GPU
The Llano chip GPU component, code-named "Sumo", incorporates many of the characteristics of the AMD "Redwood" GPUs family, which is implemented in the Radeon 5500 and Radeon 5600.
By comparing the two images, we see that not much has changed between "Sumo" and "Redwood" in the computing heart. We have the SIMD engines, 5 in total, each consisting of 16-thread processors and 4 texture units.
Each thread processor consists of a unit with a VLIW 5 architecture, capable of running up to 5 operations per clock cycle, giving a total of 400 calculations and of 20 texture operations per clock cycle. In addition there are two render back-ends, each capable of 4 raster operations (ROP) per cycle.
In particular, we can note in figure the structure of the VLIW 5 unit of AMD graphics architectures. The special functions unit can perform one floating point (FP) multiplication and addition (MAD) per cycle, or an execution step of a special function (such as transcendental functions, exponential, etc. ) per cycle.
The remaining 4 execution units can perform 4 32 bits FP MAD, or any combination of addition and multiplication of 2 64-bit FP, one 64-bit FP MAD or any combination of 4 24-bit integer addition and multiplication.
From the comparison with "Redwood", one can see that while the latter has a RAM controller for 128-bit DDR3 or GDDR5 memory, second generation UVD and 4 display controller, even capable of a certain level of Eyefinity technology support, "Sumo" has a direct connection to the 128-bit DDR3 RAM controller on the North Bridge, third-generation UVD and 2 controllers dedicated to the display. If you give up to have the PCI Express x16, you can configure other video outputs, to allow the implementation of the Eyefinity technology.

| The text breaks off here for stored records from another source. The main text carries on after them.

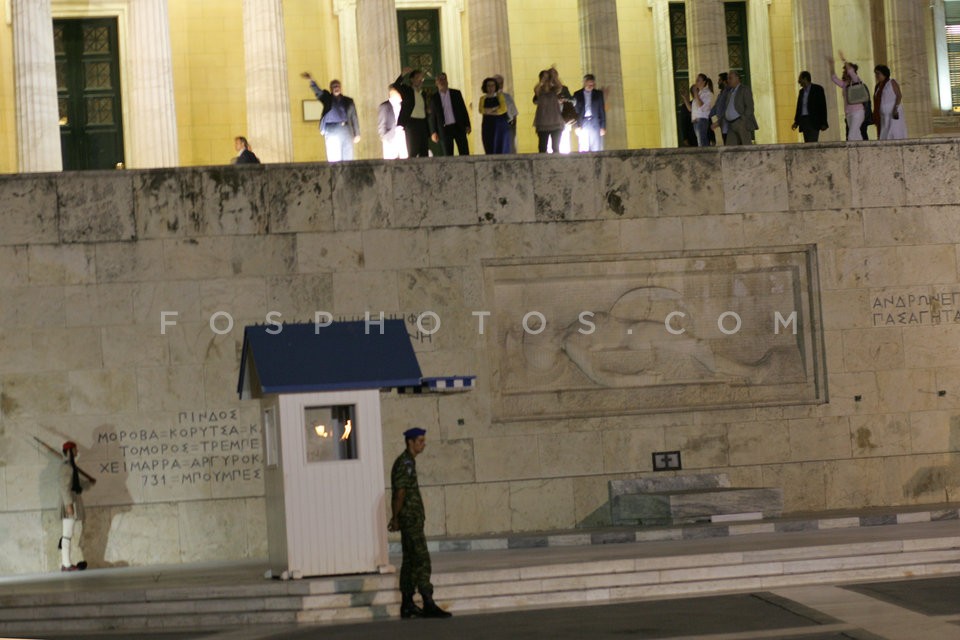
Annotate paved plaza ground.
[13,576,960,640]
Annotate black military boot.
[421,594,453,618]
[400,593,423,619]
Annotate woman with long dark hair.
[233,136,260,164]
[827,53,870,140]
[480,78,510,155]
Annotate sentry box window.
[303,404,357,462]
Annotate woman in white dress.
[873,64,907,140]
[827,53,870,140]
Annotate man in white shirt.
[377,85,407,160]
[573,73,607,153]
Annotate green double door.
[53,18,124,171]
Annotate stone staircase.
[0,520,960,637]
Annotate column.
[747,0,777,144]
[647,0,678,148]
[931,0,953,113]
[125,0,180,168]
[884,0,933,138]
[686,0,730,86]
[793,0,844,141]
[577,0,627,149]
[12,0,63,173]
[243,0,293,162]
[467,0,512,90]
[353,0,400,158]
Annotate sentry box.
[237,320,475,578]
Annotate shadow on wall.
[903,415,960,503]
[40,425,133,571]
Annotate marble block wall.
[0,140,960,574]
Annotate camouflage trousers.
[400,524,433,597]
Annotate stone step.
[0,536,960,633]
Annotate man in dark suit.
[573,73,607,153]
[717,69,760,146]
[300,71,360,162]
[430,73,470,156]
[394,67,430,158]
[791,71,830,142]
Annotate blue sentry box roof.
[237,320,422,398]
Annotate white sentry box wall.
[260,389,388,576]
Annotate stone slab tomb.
[609,474,783,525]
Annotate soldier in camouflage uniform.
[387,428,453,618]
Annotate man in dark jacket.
[430,73,470,156]
[792,71,830,142]
[300,71,360,162]
[394,67,430,158]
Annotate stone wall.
[0,140,960,573]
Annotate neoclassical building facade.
[0,0,960,173]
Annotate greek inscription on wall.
[870,287,960,327]
[90,409,263,501]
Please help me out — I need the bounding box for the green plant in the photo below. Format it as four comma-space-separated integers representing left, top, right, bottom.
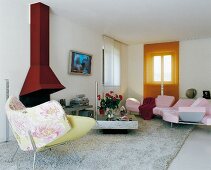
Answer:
97, 91, 123, 112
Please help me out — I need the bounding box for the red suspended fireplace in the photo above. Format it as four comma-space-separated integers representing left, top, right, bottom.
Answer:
20, 3, 65, 107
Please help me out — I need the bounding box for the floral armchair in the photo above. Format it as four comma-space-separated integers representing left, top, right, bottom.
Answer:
6, 97, 95, 168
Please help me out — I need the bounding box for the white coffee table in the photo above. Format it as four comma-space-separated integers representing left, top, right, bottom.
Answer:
94, 115, 138, 129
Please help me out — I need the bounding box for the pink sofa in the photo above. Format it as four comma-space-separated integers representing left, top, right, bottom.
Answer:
153, 98, 211, 125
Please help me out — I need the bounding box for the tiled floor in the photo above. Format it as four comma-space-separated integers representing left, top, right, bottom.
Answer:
168, 126, 211, 170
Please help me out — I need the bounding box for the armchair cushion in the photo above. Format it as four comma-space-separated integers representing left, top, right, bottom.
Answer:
26, 100, 71, 148
6, 97, 71, 151
139, 97, 155, 120
155, 95, 175, 107
190, 97, 209, 107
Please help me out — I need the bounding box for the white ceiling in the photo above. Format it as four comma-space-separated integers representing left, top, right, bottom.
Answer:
22, 0, 211, 43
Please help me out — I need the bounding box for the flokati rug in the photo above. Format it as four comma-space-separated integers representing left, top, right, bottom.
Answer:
0, 118, 193, 170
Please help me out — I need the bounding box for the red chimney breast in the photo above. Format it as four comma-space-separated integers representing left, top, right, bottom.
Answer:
20, 3, 65, 100
30, 3, 49, 65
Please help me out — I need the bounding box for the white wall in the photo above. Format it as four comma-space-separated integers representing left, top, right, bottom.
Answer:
180, 38, 211, 97
0, 0, 30, 142
0, 0, 102, 142
128, 44, 144, 101
50, 15, 103, 104
128, 38, 211, 99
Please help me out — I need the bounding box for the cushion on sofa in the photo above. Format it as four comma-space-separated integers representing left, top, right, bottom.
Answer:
173, 99, 194, 109
190, 97, 209, 107
155, 95, 175, 107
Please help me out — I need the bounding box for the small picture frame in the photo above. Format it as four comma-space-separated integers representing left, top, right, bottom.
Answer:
69, 50, 92, 75
203, 90, 210, 99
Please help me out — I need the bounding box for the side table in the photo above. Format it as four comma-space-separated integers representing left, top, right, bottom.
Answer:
64, 105, 93, 116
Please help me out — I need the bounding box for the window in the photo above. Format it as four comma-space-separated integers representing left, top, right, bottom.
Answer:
153, 55, 172, 82
103, 36, 120, 87
144, 42, 179, 99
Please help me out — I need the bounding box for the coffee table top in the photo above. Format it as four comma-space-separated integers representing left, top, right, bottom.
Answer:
94, 115, 138, 129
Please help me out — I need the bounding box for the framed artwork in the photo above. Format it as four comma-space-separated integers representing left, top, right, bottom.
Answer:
69, 50, 92, 75
203, 90, 210, 99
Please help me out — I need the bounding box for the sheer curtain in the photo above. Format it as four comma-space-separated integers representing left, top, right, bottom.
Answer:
103, 36, 121, 87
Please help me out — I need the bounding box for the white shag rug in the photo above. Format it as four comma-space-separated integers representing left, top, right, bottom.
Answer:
0, 118, 193, 170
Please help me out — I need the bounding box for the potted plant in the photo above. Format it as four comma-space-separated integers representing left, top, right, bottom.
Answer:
97, 91, 123, 119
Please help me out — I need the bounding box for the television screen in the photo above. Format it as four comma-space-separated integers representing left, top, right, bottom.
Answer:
70, 51, 92, 75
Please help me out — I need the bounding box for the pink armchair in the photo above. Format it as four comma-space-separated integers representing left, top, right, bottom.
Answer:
153, 95, 175, 116
162, 98, 211, 125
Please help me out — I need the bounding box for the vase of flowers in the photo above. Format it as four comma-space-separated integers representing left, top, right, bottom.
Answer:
97, 91, 123, 120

The integration of on-die GPU and direct connection to the North Bridge has helped the GPU, in part offsetting the fact that you have a DDR3 controller shared with the CPU.
The GPU is indeed connected to the rest of the system by well 3 BUS.

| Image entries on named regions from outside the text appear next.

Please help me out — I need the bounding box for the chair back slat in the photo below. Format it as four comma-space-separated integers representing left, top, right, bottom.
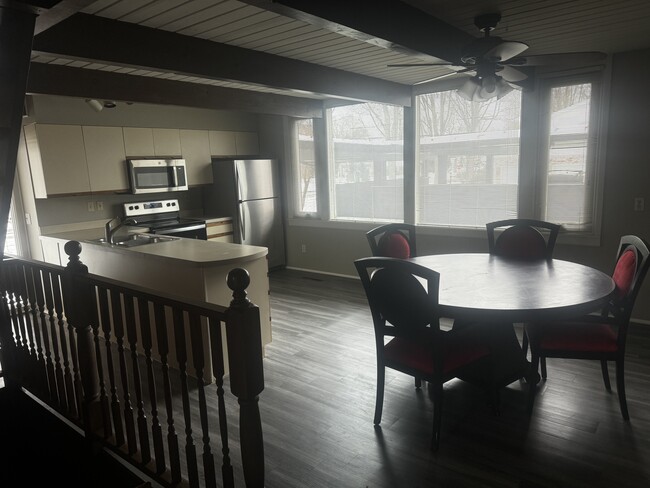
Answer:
485, 219, 561, 260
366, 223, 417, 259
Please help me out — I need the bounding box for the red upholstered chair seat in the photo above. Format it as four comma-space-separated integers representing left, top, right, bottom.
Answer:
384, 337, 489, 376
528, 322, 618, 352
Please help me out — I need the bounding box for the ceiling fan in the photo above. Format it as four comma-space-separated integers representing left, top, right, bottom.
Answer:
388, 13, 605, 101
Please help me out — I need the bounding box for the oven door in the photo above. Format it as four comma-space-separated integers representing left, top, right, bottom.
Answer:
149, 222, 208, 241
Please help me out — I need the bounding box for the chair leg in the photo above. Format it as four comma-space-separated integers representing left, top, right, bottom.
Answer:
431, 381, 442, 451
374, 364, 386, 425
521, 327, 528, 357
616, 358, 630, 422
600, 359, 612, 391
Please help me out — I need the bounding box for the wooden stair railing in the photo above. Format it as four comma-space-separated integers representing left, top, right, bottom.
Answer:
0, 241, 264, 488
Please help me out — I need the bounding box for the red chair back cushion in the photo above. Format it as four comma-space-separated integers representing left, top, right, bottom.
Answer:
495, 225, 547, 259
377, 231, 411, 259
612, 249, 636, 298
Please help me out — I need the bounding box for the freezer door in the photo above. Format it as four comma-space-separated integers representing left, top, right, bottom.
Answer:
235, 159, 280, 200
237, 198, 285, 268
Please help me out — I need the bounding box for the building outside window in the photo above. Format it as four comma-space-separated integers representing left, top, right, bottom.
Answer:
416, 90, 521, 227
288, 73, 604, 238
327, 103, 404, 222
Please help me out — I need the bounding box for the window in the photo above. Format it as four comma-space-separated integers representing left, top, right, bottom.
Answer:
296, 119, 318, 214
415, 90, 521, 227
540, 81, 598, 231
327, 103, 404, 221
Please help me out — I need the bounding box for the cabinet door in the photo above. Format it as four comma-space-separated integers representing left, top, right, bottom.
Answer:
122, 127, 155, 157
82, 126, 129, 191
30, 124, 90, 195
180, 129, 212, 185
235, 132, 260, 156
153, 129, 181, 157
209, 130, 237, 156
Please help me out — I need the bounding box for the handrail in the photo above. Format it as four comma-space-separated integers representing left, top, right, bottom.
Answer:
0, 241, 264, 487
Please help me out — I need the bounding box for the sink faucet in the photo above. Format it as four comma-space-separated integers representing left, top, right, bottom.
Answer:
104, 217, 137, 244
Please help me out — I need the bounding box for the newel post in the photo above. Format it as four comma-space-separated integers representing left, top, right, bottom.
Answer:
226, 268, 264, 487
61, 241, 101, 437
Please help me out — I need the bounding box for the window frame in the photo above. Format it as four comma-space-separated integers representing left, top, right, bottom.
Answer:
290, 60, 611, 246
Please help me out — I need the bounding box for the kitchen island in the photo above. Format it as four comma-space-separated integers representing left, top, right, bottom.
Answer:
41, 229, 271, 378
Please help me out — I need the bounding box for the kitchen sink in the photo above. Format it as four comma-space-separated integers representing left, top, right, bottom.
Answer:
89, 234, 180, 247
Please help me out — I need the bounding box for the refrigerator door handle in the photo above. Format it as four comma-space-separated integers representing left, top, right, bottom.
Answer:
235, 163, 246, 244
237, 200, 246, 244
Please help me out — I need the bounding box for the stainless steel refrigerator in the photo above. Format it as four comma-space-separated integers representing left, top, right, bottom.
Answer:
203, 158, 286, 268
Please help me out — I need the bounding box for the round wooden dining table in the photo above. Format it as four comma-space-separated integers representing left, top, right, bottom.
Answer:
410, 253, 615, 386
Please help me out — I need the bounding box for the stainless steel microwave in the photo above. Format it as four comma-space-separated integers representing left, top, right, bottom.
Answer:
126, 159, 187, 193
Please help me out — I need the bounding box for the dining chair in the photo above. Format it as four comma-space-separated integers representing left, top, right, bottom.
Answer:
354, 257, 490, 450
485, 219, 562, 259
366, 223, 417, 259
485, 219, 562, 355
526, 235, 650, 420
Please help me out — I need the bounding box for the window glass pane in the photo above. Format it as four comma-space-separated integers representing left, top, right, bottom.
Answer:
329, 103, 404, 221
544, 83, 593, 229
416, 90, 521, 227
296, 119, 318, 213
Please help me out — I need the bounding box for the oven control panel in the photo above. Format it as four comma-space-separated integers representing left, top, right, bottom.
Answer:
124, 199, 180, 217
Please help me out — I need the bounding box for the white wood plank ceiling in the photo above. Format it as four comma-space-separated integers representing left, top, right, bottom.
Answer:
33, 0, 650, 98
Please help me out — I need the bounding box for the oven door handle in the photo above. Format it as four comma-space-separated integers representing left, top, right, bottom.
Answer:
156, 224, 205, 233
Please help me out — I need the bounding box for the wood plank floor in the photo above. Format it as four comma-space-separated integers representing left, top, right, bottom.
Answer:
260, 270, 650, 488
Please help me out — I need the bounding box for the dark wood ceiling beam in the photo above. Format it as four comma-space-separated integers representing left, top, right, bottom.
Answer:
33, 13, 411, 106
235, 0, 474, 62
27, 63, 323, 118
34, 0, 97, 35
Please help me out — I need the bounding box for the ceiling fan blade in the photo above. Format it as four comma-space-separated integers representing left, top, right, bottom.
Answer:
483, 41, 528, 63
497, 66, 528, 82
386, 62, 454, 68
505, 51, 607, 66
415, 68, 474, 85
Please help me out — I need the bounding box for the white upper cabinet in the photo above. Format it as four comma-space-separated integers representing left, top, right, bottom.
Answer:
235, 132, 260, 156
123, 127, 181, 158
122, 127, 154, 158
152, 129, 182, 156
180, 129, 212, 186
82, 126, 129, 191
209, 130, 237, 156
24, 124, 90, 198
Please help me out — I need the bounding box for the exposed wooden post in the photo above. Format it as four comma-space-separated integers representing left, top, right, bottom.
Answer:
226, 268, 264, 487
61, 241, 102, 436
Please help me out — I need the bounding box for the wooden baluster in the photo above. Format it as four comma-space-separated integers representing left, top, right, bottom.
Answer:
92, 287, 113, 439
61, 241, 101, 440
111, 290, 138, 455
154, 303, 181, 484
98, 288, 126, 447
189, 312, 217, 488
27, 267, 50, 396
209, 317, 235, 488
33, 269, 58, 402
226, 268, 264, 487
17, 263, 39, 387
124, 295, 151, 464
52, 274, 78, 418
172, 307, 199, 486
138, 298, 165, 474
43, 270, 69, 412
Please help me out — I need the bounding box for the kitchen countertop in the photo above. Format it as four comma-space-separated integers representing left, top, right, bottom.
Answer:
41, 228, 268, 266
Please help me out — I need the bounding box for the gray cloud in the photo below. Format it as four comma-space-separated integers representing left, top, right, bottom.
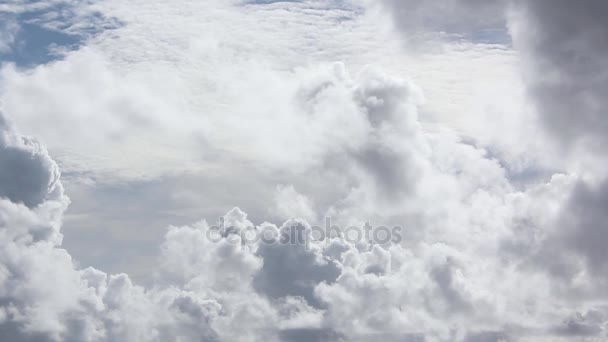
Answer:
0, 113, 60, 207
511, 0, 608, 147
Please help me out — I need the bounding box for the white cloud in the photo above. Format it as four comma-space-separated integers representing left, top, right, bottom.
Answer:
0, 1, 608, 342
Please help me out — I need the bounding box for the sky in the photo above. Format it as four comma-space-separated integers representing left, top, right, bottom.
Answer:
0, 0, 608, 342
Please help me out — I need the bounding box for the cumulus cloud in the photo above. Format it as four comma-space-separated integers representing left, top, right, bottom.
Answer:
0, 1, 608, 342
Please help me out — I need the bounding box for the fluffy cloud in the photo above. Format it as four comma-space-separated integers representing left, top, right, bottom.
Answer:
0, 1, 608, 342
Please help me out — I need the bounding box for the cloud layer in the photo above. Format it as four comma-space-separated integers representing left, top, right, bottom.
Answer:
0, 1, 608, 342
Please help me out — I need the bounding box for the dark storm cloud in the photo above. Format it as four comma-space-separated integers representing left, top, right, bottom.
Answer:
0, 113, 59, 207
385, 0, 509, 42
514, 0, 608, 145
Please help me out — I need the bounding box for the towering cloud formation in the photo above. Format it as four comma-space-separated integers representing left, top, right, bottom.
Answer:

The first link is the "Garlic", which is a direct connection, without coherency check, low latency, 128-bit, between the GPU and RAM controller, arbitrated by the sole RAM controller front-end, which ensures high-priority and low latency. The frequency at which such a link operates would presumably be that of the Northbridge, which should be around 2 GHz, since AMD says it has a bandwidth of more than 30GB/s to the RAM controller, while 2 billion transfers per second is slightly over. It's an improvement over the 64-bit bus for the Ontario/Zacate GPU.
The second link is the "Onion", which interfaces the GPU with the coherent system, composed by the memory, the CPUs and their caches, which is ruled by the MOESI protocol. This direct and low latency connection is a significant step forward. With an external GPU, especially with an IGP, you had to go through the bus connection between the graphics card (or the North Bridge in the case of IGP) and CPU, to wait for its integrated North Bridge controlled the cache and eventually RAM and send the results back. Now the two checks can be done independently and in parallel (through both Onion and Garlic interfaces) and with a much lower latency.
The third connection is the one direct between the GPU and the GIO unit, for access to the PCI Express controller, for an eventual CrossFire with discrete card and video outputs management. The same fate is not up to the cores of the CPU that, to access the GIO, shall pass through the North Bridge and suffer the latencies and waiting.
Another great advantage of an integrated GPU on the same CPU chip is related to the exchange of data in memory. With conventional graphics cards, to render a scene, several data structures must be used: grids of vertices (mesh), color and lighting information and texture mapping for the final color.
These information are created from the 3D software into memory and are passed to the graphics card driver. Because the processes are working with virtual memory, to access them, the driver may even need to load it from disk. In any case they should be transferred to the internal memory of the video card via the PCI Express bus.
Similarly happens for GPGPU calculations, where, in addition, the data must travel even the reverse the route, to load into main memory the calculation results.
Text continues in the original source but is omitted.